R/prep.R

Defines functions pm_has_address pm_has_uid pm_prep pm_type_unknown pm_type_partial pm_evaluate pm_identify_type pm_identify

Documented in pm_evaluate pm_has_address pm_has_uid pm_identify pm_prep pm_type_partial pm_type_unknown

#' Identify Observations
#'
#' @description Adds two identification numbers to raw data that will be used
#'     for matching parsed data with the original, raw data once parsing
#'     is complete. One (\code{pm.id}) uniquely identifies each observation,
#'     while the other uniquely identifies each distinct street address
#'     (\code{pm.uid}).
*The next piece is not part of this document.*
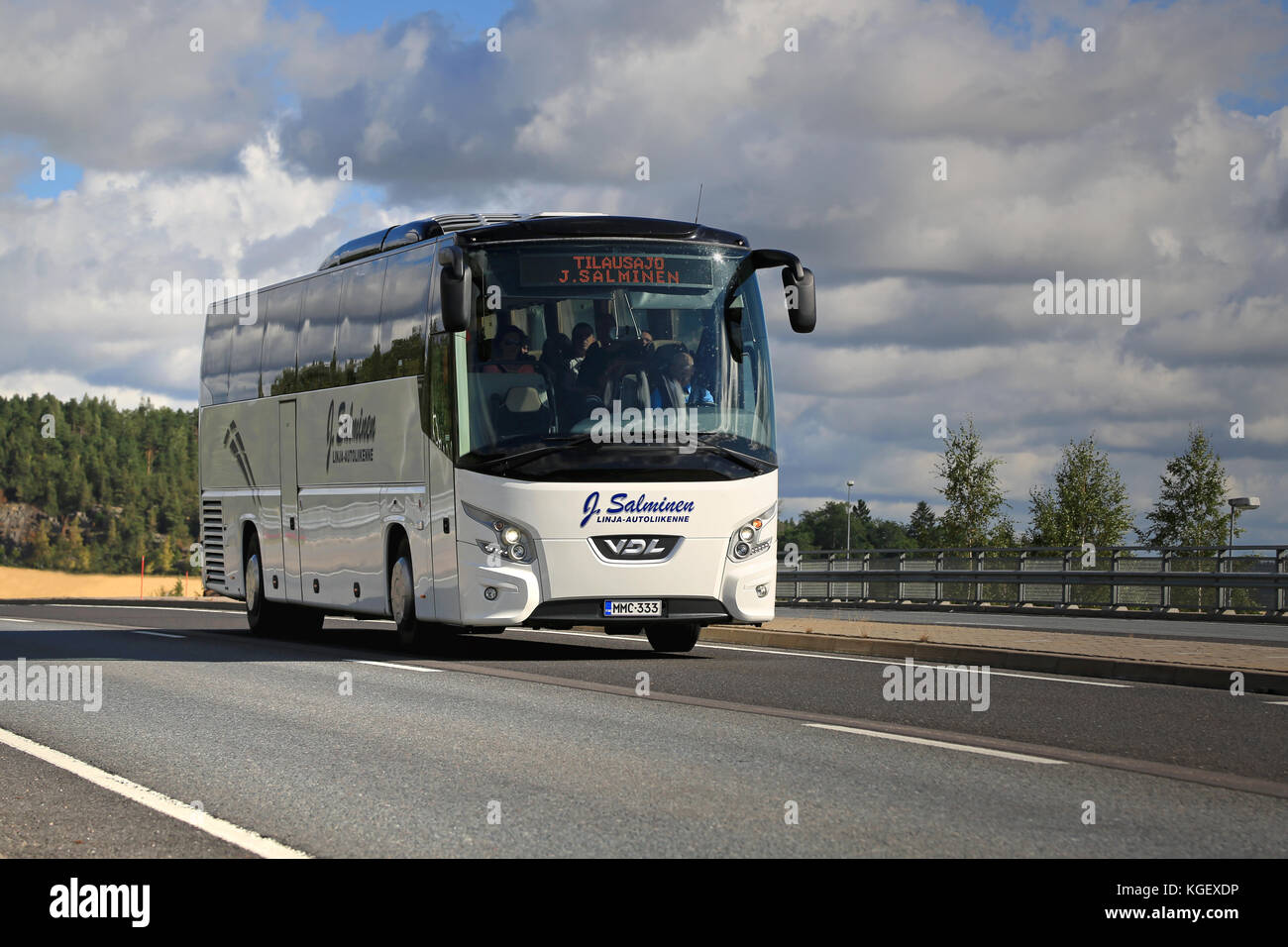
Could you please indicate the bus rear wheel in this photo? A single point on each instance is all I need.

A variable named \code{pm.type} is also created that
#'     attempts to identify the type of variable of address contained in a
#'     given variable. If \code{pm_identify} is re-run, only \code{pm.type}
#'     will be updated.
#'
#' @details \code{postmastr} functions are designed to operate
#'     on unique street addresses rather than on an entire data set to increase
#'     speed and performance. The \code{pm.uid} number helps facilitate the
#'     matching process between processed and original data while the observation
#'     identification number \code{pm.id} preserves the original sort order of
#'     the data. These variable names should not be changed - subsequent functions
#'     applied to the prepared data check for their presence before executing
#'     to ensure that they remain, and will error if they are not found.
#'
#' @usage pm_identify(.data, var, intersect_dict, locale = "us")
#'
#' @param .data A tbl or data frame
#' @param var A character variable containing address data to be parsed
#' @param intersect_dict A dictionary object with intersection identifiers
#' @param locale A string indicating the country these data represent; the only
#'    current option is \code{"us"} but this is included to facilitate future expansion.
#'
#' @return A tibble with the \code{pm.id}, \code{pm.uid}, and \code{pm.type} variables added
#'    in the first three positions of the data set.
#'
#' @importFrom dplyr %>%
#' @importFrom dplyr case_when
#' @importFrom dplyr distinct
#' @importFrom dplyr left_join
#' @importFrom dplyr mutate
#' @importFrom dplyr select
#' @importFrom rlang :=
#' @importFrom rlang enquo
#' @importFrom rlang quo
#' @importFrom rlang quo_name
#' @importFrom rlang sym
#' @importFrom tibble rowid_to_column
#'
#' @export
pm_identify <- function(.data, var, intersect_dict, locale = "us"){

  # create bindings for global variables
  . = pm.id = pm.uid = pm.type = NULL

  # save parameters to list
  paramList <- as.list(match.call())

  # unquote
  if (!is.character(paramList$var)) {
    varQ <- rlang::enquo(var)
  } else if (is.character(paramList$var)) {
    varQ <- rlang::quo(!! rlang::sym(var))
  }

  varQN <- rlang::quo_name(rlang::enquo(var))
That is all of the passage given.